Poison's Kiss (Poison's Kiss #1)

“I’m fine,” I manage to choke out. “Just clumsy.”


“Okay.” He lets go of me and I feel the loss like blankets ripped off on a chilly morning. But at least I can breathe again.

We walk all morning, stopping only long enough to eat the dried fruit and flatbread that we packed in our satchels. My feet ache and I can feel a blister forming on my right heel. I open my mouth several times to complain, but then Mani’s face pops into my mind and I snap it closed again. Any amount of pain is worth it to get to him. I can’t think about Mani too much, though, because if I imagine how scared he must be, the despair makes it impossible to keep moving. Maybe that’s why I keep noticing the shape of Deven’s arms underneath his white shirt.

We’re between towns when it’s time to eat again. Deven finds us a place to sit in a copse of trees on a hill overlooking a rice field. The setting sun has turned the sky vermilion, and it is startlingly beautiful against the bright green rows of rice. Deven passes me a loaf of flatbread and I eat, but I don’t taste anything. I drain most of the water left in my canteen. I’m so tired that I feel numb.

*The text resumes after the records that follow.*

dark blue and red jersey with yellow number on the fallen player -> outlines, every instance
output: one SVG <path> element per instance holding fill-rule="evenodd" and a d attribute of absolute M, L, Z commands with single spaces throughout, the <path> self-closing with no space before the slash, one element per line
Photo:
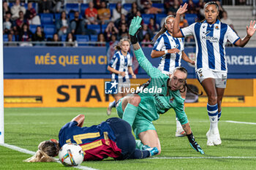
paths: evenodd
<path fill-rule="evenodd" d="M 117 158 L 121 150 L 116 146 L 116 136 L 110 125 L 102 122 L 99 125 L 80 128 L 76 121 L 67 123 L 59 131 L 59 144 L 77 143 L 84 152 L 84 161 L 96 161 Z"/>

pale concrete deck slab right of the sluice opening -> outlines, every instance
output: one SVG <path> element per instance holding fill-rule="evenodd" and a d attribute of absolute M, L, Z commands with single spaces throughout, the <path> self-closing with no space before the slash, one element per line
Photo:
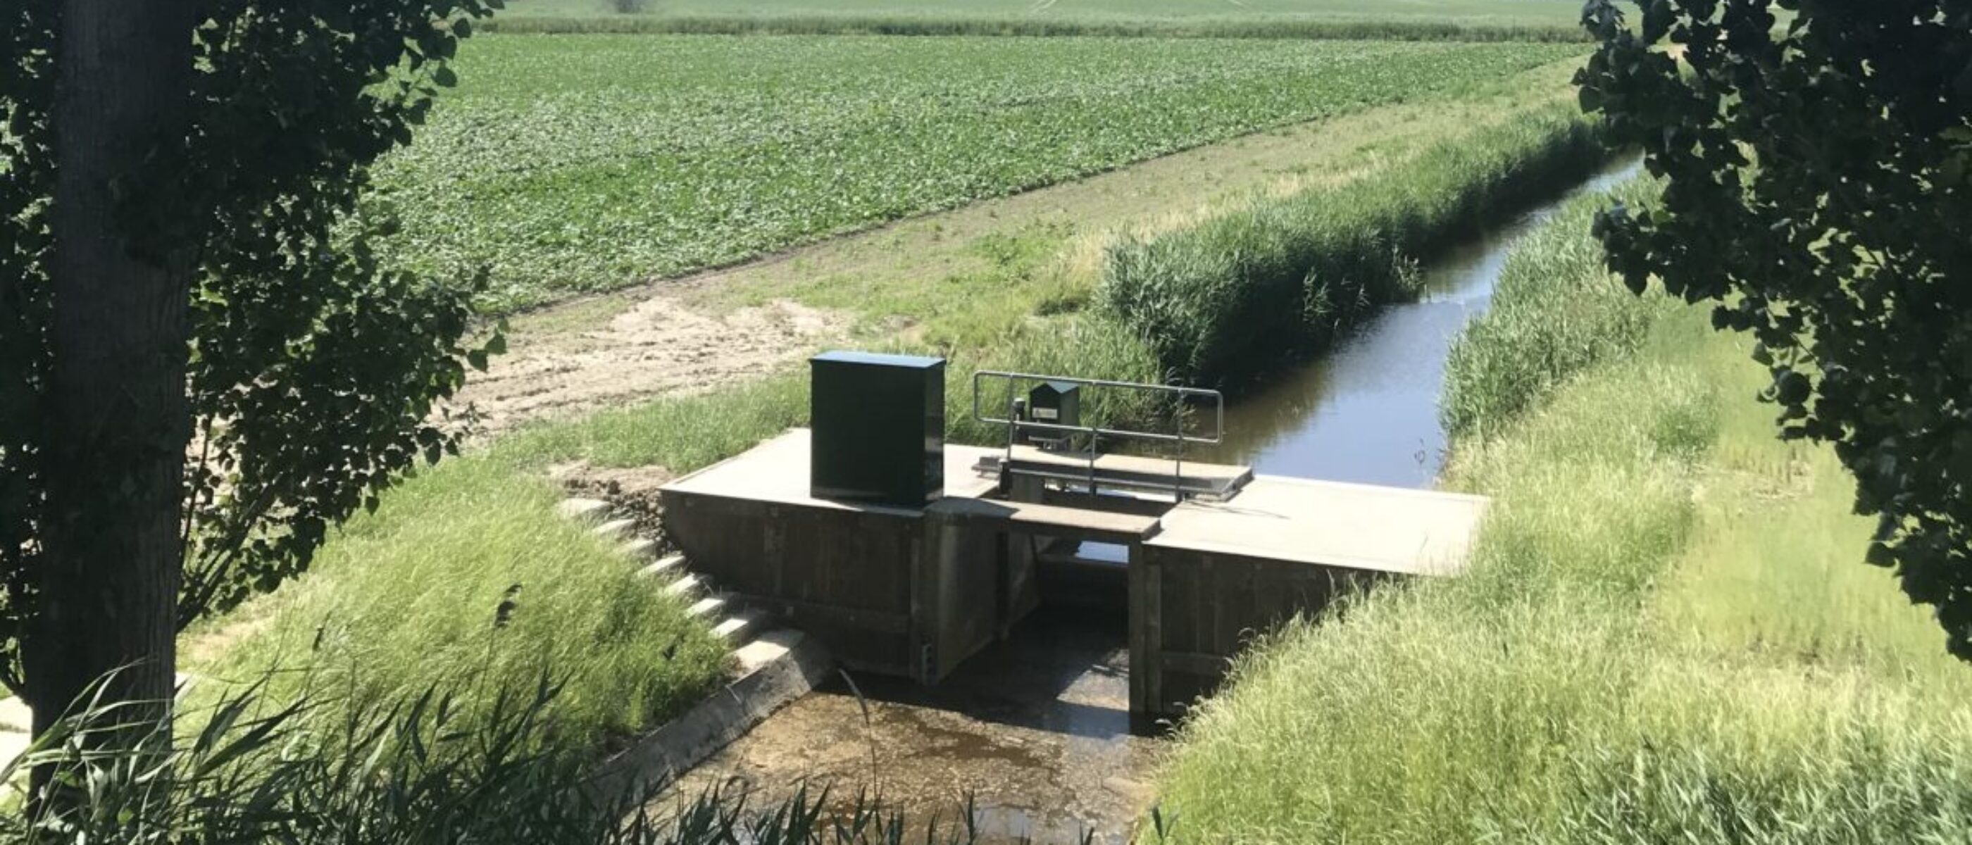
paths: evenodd
<path fill-rule="evenodd" d="M 1231 553 L 1400 575 L 1465 569 L 1483 496 L 1254 477 L 1225 502 L 1163 514 L 1150 548 Z"/>

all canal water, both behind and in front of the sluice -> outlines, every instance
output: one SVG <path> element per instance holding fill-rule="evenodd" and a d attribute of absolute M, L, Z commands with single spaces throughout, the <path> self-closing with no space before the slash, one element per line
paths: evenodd
<path fill-rule="evenodd" d="M 1625 163 L 1576 187 L 1603 191 Z M 1199 459 L 1260 473 L 1426 487 L 1445 435 L 1445 353 L 1487 307 L 1513 242 L 1568 197 L 1483 232 L 1424 268 L 1428 292 L 1386 307 L 1331 355 L 1278 374 L 1227 408 L 1229 437 Z M 913 819 L 952 821 L 970 800 L 994 837 L 1126 841 L 1154 800 L 1163 743 L 1128 731 L 1122 595 L 1043 607 L 937 687 L 842 676 L 686 772 L 672 796 L 708 788 L 773 804 L 830 788 L 880 794 Z"/>

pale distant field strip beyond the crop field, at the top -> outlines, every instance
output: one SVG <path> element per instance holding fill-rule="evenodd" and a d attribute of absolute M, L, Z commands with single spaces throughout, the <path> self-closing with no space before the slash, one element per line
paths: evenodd
<path fill-rule="evenodd" d="M 631 12 L 619 12 L 619 6 Z M 1584 41 L 1572 0 L 515 0 L 493 22 L 530 33 L 866 33 L 1373 37 L 1444 41 Z"/>

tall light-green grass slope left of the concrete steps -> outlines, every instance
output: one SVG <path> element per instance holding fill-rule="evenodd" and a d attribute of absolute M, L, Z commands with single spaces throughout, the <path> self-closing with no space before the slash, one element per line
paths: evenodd
<path fill-rule="evenodd" d="M 722 683 L 728 646 L 560 518 L 558 500 L 546 479 L 483 455 L 446 461 L 351 520 L 300 581 L 187 634 L 185 670 L 205 689 L 276 672 L 278 695 L 321 687 L 357 703 L 442 685 L 477 715 L 503 685 L 548 674 L 568 682 L 548 739 L 570 754 Z"/>

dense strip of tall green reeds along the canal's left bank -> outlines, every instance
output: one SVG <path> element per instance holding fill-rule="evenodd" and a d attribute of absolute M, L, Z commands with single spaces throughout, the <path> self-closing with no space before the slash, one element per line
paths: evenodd
<path fill-rule="evenodd" d="M 1418 260 L 1603 158 L 1572 108 L 1538 108 L 1367 179 L 1118 242 L 1098 299 L 1179 378 L 1225 382 L 1258 351 L 1325 345 L 1376 303 L 1412 295 Z"/>

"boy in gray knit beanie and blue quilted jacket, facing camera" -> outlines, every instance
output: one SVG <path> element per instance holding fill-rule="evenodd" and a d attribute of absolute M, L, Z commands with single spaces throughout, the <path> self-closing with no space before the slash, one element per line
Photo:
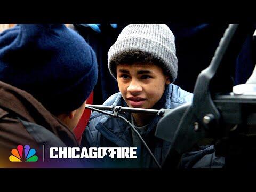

“I know another safe house in the next town,” Deven says. “We’ll stop and sleep for a few hours before we go on.” I want to argue with him, insist that we keep moving toward Colapi City, but I don’t think I can go much farther without a break.

“Thank you,” I say.

“You’re welcome.” He touches the middle of my back for just a moment and then drops his hand like he’s changed his mind.

By the time we start moving again, I can see the moon. It’s a sliver fuller than last night—one day closer to Mani’s death. It makes me walk a little faster. A few hours later we arrive at the safe house. It is nearly identical to the last one.

“How many safe houses are there?” I ask as I sit on one of the beds and pull off my boots.

“Dozens,” he says. “Dotted all across Sundari.”

“Have you stayed in all of them?”

He sits in a chair across from me and rubs his eyes with his thumb and forefinger. It makes me realize that my eyes feel gritty too.

“Nearly,” he says. “I haven’t made it to one or two yet.”

“What made you want to become a spy?” I ask him. It’s a question that’s been itching at the back of my mind since yesterday. Who would choose this kind of life without being forced? Deven looks up then and waits a beat too long to answer. His gaze slides away from me, and I realize I’ve made him uncomfortable.

“I’m sorry,” I say. “You don’t have to—”

But he surprises me by answering. “I had an older brother,” he says. “He was killed by one of the vish kanya, and so once I was old enough, nothing seemed more important than destroying the Naga.”

All the air leaves my lungs and Kadru’s words reverberate in my mind: There are no other vish kanya, Marinda. The Nagaraja chooses only one.

I killed Deven’s brother.





My chin is quivering. With shock. With guilt. “I’m so sorry,” I manage to say.

Deven gives me a sad smile. “It was a long time ago.” He goes in the back to change into sleeping clothes, but I sit motionless, too stunned to move. Each time I think I’ve found a shred of humanity, it is snatched away with more evidence of my atrocities. I don’t want to be this person, this girl who spends time with the brother of someone she once killed. The girl who leaves her brother alone to be kidnapped, to be taken by people who want to hurt him. The kind of girl who gets Japa killed. But the trouble is, it’s the only kind of girl I know how to be.

Deven returns from the washroom. “All yours,” he says. I smile wanly and head to the back of the flat. My fingers are stiff and it takes me longer than usual to change. My throat aches, but I have no tears. I am hollowed out.

I return to the main room and climb into one of the empty beds, the one farthest from Deven. “Good night,” I say over my shoulder.

“Night.”

I curl up on my side and close my eyes, but it’s a long time before sleep claims me.